A Grief Observed (Mengupas Duka)


Pada tahun 2010, saya pernah melakukan kesalahan bodoh kepada rekan saya. Pada saat itu, dia mengalami dukacita karena sahabat terkasihnya, M, meninggal dunia. Sayangnya, rekan saya tidak dapat menemani M hingga akhir hayatnya karena ia tidak berada di kota yang sama. Sayalah yang justru mendapatkan kesempatan untuk mendampingi M.
Rekan saya –yang sudah mempunyai firasat bahwa M akan segera “pulang”-- menghubungi saya melalui pesan singkat. Ia menanyakan kondisi M. Bodohnya, saya pada saat itu tidak menempatkan diri pada posisinya. Saya membalas pesannya seperti ini, “M sudah bahagia sekarang, ia sudah berada bersama dengan Bapa. Ini yang terbaik untuk M.” Saya tidak menyangka bahwa rekan saya membalas sms saya dengan penuh kemarahan. “Bagaimana kau dapat mengatakan bahwa hal itu adalah yang terbaik untuk M (dan untuk saya)? Bagaimana kau mengatakan bahwa peristiwa kecelakaan dan kematiannya adalah hal yang baik?” ujarnya dalam SMS singkatnya. Saya merasa tertampar pada saat itu. Saya mulai menyadari bahwa saya belum bisa berempati. Saya hanya membalas SMS-nya dengan kalimat, “Maafkan saya karena mengatakan hal yang tidak seharusnya saya katakan padamu.”  
C.S. Lewis, penulis buku The Chronicle of Narnia, membantu saya untuk memahami bagaimana perasaan orang yang berduka. Lewis pernah mengalami perasaan tersinggung yang sama dengan rekan saya ketika ia mengalami kedukaan. Lewis menceritakan pengalamannya ini dalam bukunya A Grief Observed (Mengupas Duka).
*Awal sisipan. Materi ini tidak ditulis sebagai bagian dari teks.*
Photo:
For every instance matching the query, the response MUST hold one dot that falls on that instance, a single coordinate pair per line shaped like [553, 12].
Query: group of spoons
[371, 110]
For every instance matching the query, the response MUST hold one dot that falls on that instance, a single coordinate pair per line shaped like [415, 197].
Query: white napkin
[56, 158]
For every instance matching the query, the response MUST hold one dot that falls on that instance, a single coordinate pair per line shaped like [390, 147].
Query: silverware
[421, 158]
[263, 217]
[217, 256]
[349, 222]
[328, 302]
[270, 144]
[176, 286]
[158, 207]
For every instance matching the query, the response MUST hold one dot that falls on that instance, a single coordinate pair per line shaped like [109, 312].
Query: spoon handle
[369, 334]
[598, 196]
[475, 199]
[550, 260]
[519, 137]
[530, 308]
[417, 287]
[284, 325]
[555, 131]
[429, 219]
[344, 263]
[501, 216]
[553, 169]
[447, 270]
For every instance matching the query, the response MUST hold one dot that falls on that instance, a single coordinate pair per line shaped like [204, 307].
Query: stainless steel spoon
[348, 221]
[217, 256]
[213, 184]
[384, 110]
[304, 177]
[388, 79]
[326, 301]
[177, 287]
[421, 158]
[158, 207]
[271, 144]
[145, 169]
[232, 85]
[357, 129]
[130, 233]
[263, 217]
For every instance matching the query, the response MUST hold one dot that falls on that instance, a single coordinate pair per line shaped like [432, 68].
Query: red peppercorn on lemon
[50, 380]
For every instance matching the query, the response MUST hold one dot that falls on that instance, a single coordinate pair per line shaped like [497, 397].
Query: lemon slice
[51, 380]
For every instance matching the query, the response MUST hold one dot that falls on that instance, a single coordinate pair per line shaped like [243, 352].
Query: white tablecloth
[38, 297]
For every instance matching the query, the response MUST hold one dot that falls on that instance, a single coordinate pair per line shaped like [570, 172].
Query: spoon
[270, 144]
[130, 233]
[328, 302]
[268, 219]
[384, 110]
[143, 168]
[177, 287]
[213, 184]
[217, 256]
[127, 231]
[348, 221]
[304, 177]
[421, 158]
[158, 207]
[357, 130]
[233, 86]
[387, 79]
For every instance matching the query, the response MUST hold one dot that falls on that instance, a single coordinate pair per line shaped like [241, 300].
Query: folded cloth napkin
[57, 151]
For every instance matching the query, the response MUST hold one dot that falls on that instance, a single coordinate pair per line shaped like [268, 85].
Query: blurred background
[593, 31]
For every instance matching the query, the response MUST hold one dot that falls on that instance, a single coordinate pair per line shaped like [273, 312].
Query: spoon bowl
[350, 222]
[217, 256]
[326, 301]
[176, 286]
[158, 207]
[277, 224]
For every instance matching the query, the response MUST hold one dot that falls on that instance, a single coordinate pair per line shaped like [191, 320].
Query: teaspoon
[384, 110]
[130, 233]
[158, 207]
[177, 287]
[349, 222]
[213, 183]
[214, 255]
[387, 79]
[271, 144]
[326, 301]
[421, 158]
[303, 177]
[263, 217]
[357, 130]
Ketika istrinya meninggal karena leukemia, rekan-rekannya berusaha untuk menghiburnya dengan mengutip kata-kata Paulus, “Jangan berdukacita seperti orang-orang lain yang tidak mempunyai pengharapan.” Dalam kemarahannya, raksasa intelektual di abad 20 ini berkata, “Jangan bicara padaku tentang penghiburan dalam agama, atau aku akan curiga bahwa Anda tidak memahami apa-apa.”
Lewis dengan terbuka menceritakan pengalaman dukacitanya ketika maut merenggut istrinya yang mengidap Leukemia. sehingga lima tahapan dukacita yang dikemukakan oleh Elizabeth Kübler-Ross, tampak nyata dalam buku ini. Pada bab pertama dan kedua, dengan jujur ia mempertanyakan keberadaan Allah dalam duka. Dengan penuh kemarahan, ia juga menyatakan kekecewaannya pada Allah sebagai Si Sadis Sejagad. Si Sadis Sejagad itu tidak nyata ketika dukacita melandanya, namun nyata pada saat sukacita. Ia mempertanyakan keberadaan istrinya saat ini. Ia bertanya mengapa orang-orang di sekitarnya begitu yakin dengan imaji surga sebagai tempat yang indah? Mengapa orang-orang begitu yakin akan adanya “reuni keluarga setelah kematian”, padahal tidak ada satu ayat pun dalam Alkitab yang menjelaskan tentang “reuni” tersebut?
Dalam bab tiga dan empat, tampak emosi Lewis sudah menurun. Pada bagian-bagian ini, ia mulai dapat menerima kematian istrinya dan melihat bahwa kekalutannya membuat ia tidak dapat memandang “pintu” yang Allah bukakan baginya. Ia menyadari bahwa kesedihan yang mendalam, membuat dirinya semakin terpisah jauh dari Allah dan istrinya yang telah meninggal. Dia akhir babnya, ia menyatakan bahwa kedukaan adalah sebuah proses perjalanan, bukan sebuah peta. Yang menarik di akhir bukunya, ia mengatakan bahwa kematian dan kebangkitan adalah sebuah misteri. Kita tidak dapat memahaminya dan bahkan kita tidak tahu apa-apa tentangnya.
Bahasa Lewis yang sangat jujur tentang kekecewaan dan ketidakmengertiannya sangatlah menarik untuk saya. Bagi saya, kejujuran macam ini diperlukan untuk membantu proses pemulihan luka atas kehilangan orang yang kita kasihi. Kemarahan-kemarahannya yang dengan gamblang dinyatakan dalam tulisan ini, membuat saya terus bertanya. Bagaimana sikap kita ketika melayankan kebaktian penghiburan? Bagaimana kontribusi “iman” itu dapat dinyatakan kepada orang-orang yang berduka. Akh, tampaknya menulis khotbah-khotbah penghiburan akan semakin sulit…. Atau mungkin, pada satu saat nanti, saya hanya memeluk orang yang berduka sebagai ganti khotbah penghiburan itu. Mungkinkah?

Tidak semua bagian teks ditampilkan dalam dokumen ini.